Twelve Victorians have lost their lives in on-farm workplace accidents so far this year, the worst figures in a decade.
The figures include three deaths that occurred in less than a week, with the total three more than the nine on-farm deaths that occurred in 2016.
Sheep, beef cattle and grain farming continue to be the most deadly agriculture industries across the country, accounting for two-thirds of deaths within the past decade.
VFF president David Jochinke reaffirmed the organisation’s commitment to reducing the number of on-farm deaths and said steps needed to be taken to improve safety.
‘‘(The number of deaths this year) absolutely concerns me ... We need to own the issue and make sure everyone can get home safely. It’s about changing the culture and making sure there’s programs to reduce the risks as much as possible,’’ he said.

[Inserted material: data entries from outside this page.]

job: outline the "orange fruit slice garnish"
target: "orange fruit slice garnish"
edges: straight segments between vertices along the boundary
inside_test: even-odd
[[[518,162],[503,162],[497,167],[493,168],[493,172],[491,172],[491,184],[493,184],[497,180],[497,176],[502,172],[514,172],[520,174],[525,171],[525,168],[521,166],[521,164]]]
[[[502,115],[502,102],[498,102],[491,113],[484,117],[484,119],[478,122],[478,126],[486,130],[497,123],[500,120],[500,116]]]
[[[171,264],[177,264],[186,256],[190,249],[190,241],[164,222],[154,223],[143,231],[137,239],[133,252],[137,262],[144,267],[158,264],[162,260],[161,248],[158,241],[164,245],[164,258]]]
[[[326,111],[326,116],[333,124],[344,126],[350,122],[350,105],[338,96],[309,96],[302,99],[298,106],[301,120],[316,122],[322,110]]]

Mr Jochinke said the VFF had recently employed a farm safety officer and would be officially launching a program in the new year encouraging farmers to undertake on-farm safety audits.
‘‘Everyone needs to be safe, take five, sit back and consider the risks. We realise that you can never 100 per cent remove risks but you can work to reduce them,’’ Mr Jochinke said.
‘‘(Changing the culture) starts by having the conversation and making sure your family are aware of the hazards ... Anyone who is injured costs time and money and puts a strain on loved ones.’’
With harvest in full swing, WorkSafe’s Hazardous Industries and Industry Practice head Michael Coffey reminded farmers to plan ahead and not make hasty decisions.
‘‘Nothing is more important than your life, and that of your workers, so please don’t cut corners with safety ... Rushing to do the job can lead to fatigue which, in turn, can lead to bad decisions,’’ he said.
This year has seen a number of deaths in northern Victoria including that of a 47-year-old man who died when he fell from a trailer being pulled by a tractor at Myrrhee, and a 55-year-old man who died from crush injuries after a spreader truck he was using rolled on steep terrain at Limestone, near Yea.
Of the 279 fatalities across the past decade, 71 per cent have involved a vehicle, with tractors and quad bikes the vehicles most frequently involved.